LANG: My vision was really, really impaired throughout the shoot, and because the camera was so close behind and was being guided by someone, that was a scene we really had to work out, from the pace, how fast I was going to be going, the turns I would take, the objects I’d have to touch to establish I knew exactly where I was, etc. The fact that the scene was completely in the dark was no detriment to me because the entire shoot existed in the dark for me. [laughs] If anything, it made my life slightly easier while making everyone else’s life slightly tougher.
But that’s the whole point of the scene; “Now you can see what I see.” So when we really got cooking with that scene, we tore it up pretty good. I wouldn’t say that it shot itself, but we really got to work with some dispatch, and once we got it, we got it. It worked beautifully, and it was no more difficult than any other scene. In fact, the scenes that take place in the captivity area were the real tough ones.
FANG: You’ve played an array of fantastic villains throughout your career, and this is certainly one of the most shocking. How did you react to the revelations about the character when you first read the script?
LANG: Well, I don’t remember exactly what page it was in the script, but as a performer, reading something like that lights a fire inside you that makes you want to take this role on. The more I learned, the more I wanted to play the character because I reached a certain point of identification and tremendous sympathy. Basically, the stance I take on any character- and this is always up for re-evaluation- is that my job is to defend that character. I’m not looking to make him good, bad, heroic, or villainous; I want to make the character completely and fully human. I think Fede and Rodo [Sayagues] were very masterful in humanizing him in the script. So when the film took the character deeper, I realized I’d have more of an opportunity to portray him fully.
FANG: How was the experience doing the fight scene in the workshop, considering you had to do that choreography with the eye impairments?

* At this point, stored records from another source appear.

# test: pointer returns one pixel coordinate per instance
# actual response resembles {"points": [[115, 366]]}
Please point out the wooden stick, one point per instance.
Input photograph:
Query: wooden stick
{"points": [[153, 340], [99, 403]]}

LANG: That scene, in particular, was a really rough scene because it was a small room filled with objects that had hard, sharp edges. It goes without saying that you’re gonna walk away from that scene with a few nicks, and you won’t know exactly how you got it. But we worked out the choreography, and we had an excellent stunt coordinator who helped us work it out so it would be as safe as possible. Once that was established, then we just went at it, and once I developed confidence with my fight partner, which was Dylan Minnette, then I realized it was going to be fine. We did the scene in pieces, and I don’t think we did a full master shot for that scene, but as I recall, it was a long day. [laughs] I was really glad to get out of that room, and I know Dylan was, too!
FANG: What’s next for you now that DON’T BREATHE is out? Any chance we might catch you on SALEM again this season?
LANG: You may not see me in SALEM this season, but my presence will be felt. Increase has been consigned to Hell, but I’ve already made one appearance since then, so there’s always a chance that Increase may return in some shape or form to impact things in the further history of SALEM. In the meantime, I’ve got a few films I’ve finished; one film is called ISOLATION, another is called JUSTICE, and I just shot a film for Scott Cooper called HOSTILES with Christian Bale. My film BEYOND GLORY, which is based on my solo show, just came out in October, and soon, I’m getting back to work on AVATAR. So I’ve got a lot going on, and that’s a good thing!
DON’T BREATHE, starring Stephen Lang, is now out on Blu-ray, DVD, and Digital HD from Sony Pictures Home Entertainment.